WeWork casted substantial doubt over its ability to continue operating amid liquidity and profitability challenges. WeWork told investors that the next year would be a make or break for the company. I believe Sam Zell was the one that said in the early days of WeWork, when they were raising hundreds of millions of dollars at tens of billions in valuation, that in his entire real estate investing career he had never seen a model like WeWork's work. This is because WeWork had to sign long term leases, and their customers were on month to month leases. WeWork's customers can decide to cancel their membership at anytime, and because of that WeWork can be in deep trouble if customers leave during bad economic times.

Positive news:
Office leasing in Manhattan increased by 20% MoM in July to reach 2.3 million sq. ft.

Manhattan's retail market is showing signs of improvement, with a growing number of tenants signing new deals.

Asking rents in Miami grew 12% YoY to reach $65.03. Availability of Class A properties in Miami declined 20.6% YoY.

The Mortgage Bankers Association predicted that commercial and multifamily mortgage lending would decline by 38% YoY. What do I see here? So many opportunities! There are 40% less transactions being made this year, less competition, better deals, time to buy!

What’s happening to office?
I’m hearing more and more companies are requiring 3 days in the office, some are requiring 5 days in the office such as Jeff Bezos’s Blue Origin, calling themselves a work from work company. Elon Musk is also known for demanding employees being in the office 5 days a week. Facebook and Google right now are demanding 3 days a week in the office and Google announced that it will consider attendance as part of performance reviews.

Steff Updates:
A few episodes ago I recommended a VA staffing company, Virtual Staff Finder and promised to give you an update on the VA’s they sent: it didn’t work out, I believe I’ve had over 10 VA’s from the Philippines and what is lacking is common sense.
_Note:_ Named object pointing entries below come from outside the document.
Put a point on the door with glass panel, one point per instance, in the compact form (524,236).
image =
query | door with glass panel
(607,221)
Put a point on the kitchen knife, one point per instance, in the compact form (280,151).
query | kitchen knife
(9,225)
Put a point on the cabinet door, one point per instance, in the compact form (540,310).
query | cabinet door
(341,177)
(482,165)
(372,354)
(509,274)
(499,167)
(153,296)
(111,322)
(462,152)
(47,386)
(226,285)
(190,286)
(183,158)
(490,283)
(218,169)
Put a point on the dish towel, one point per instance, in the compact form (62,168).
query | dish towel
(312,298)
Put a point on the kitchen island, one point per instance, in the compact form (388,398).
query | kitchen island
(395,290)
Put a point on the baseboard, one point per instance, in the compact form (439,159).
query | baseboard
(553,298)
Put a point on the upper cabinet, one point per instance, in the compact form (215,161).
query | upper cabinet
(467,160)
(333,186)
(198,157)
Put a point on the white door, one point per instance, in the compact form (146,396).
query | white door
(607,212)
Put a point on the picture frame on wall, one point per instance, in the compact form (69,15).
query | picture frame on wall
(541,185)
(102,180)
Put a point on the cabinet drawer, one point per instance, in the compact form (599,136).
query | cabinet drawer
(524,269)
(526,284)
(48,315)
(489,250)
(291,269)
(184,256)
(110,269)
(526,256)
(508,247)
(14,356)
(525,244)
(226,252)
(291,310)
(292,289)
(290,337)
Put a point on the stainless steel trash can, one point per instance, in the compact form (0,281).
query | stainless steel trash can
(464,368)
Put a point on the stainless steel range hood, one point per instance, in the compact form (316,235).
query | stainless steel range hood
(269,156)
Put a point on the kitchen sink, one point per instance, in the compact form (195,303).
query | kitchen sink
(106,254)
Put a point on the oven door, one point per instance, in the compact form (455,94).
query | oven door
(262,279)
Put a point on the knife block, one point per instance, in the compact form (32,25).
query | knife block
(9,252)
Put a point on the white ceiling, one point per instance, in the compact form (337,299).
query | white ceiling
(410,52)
I found a couple of excellent VA's that are working on some very specific tasks. I will keep you updated as I find a good firm that can recruit excellent VA's.

I recently started using this excellent tool, tango.us, for creating SOP’s (standard operating procedures). As your company scales, it's extremely important to create SOP's from the get go, so that anyone can come in at anytime and pick up any job. This is how a fantastic company is run.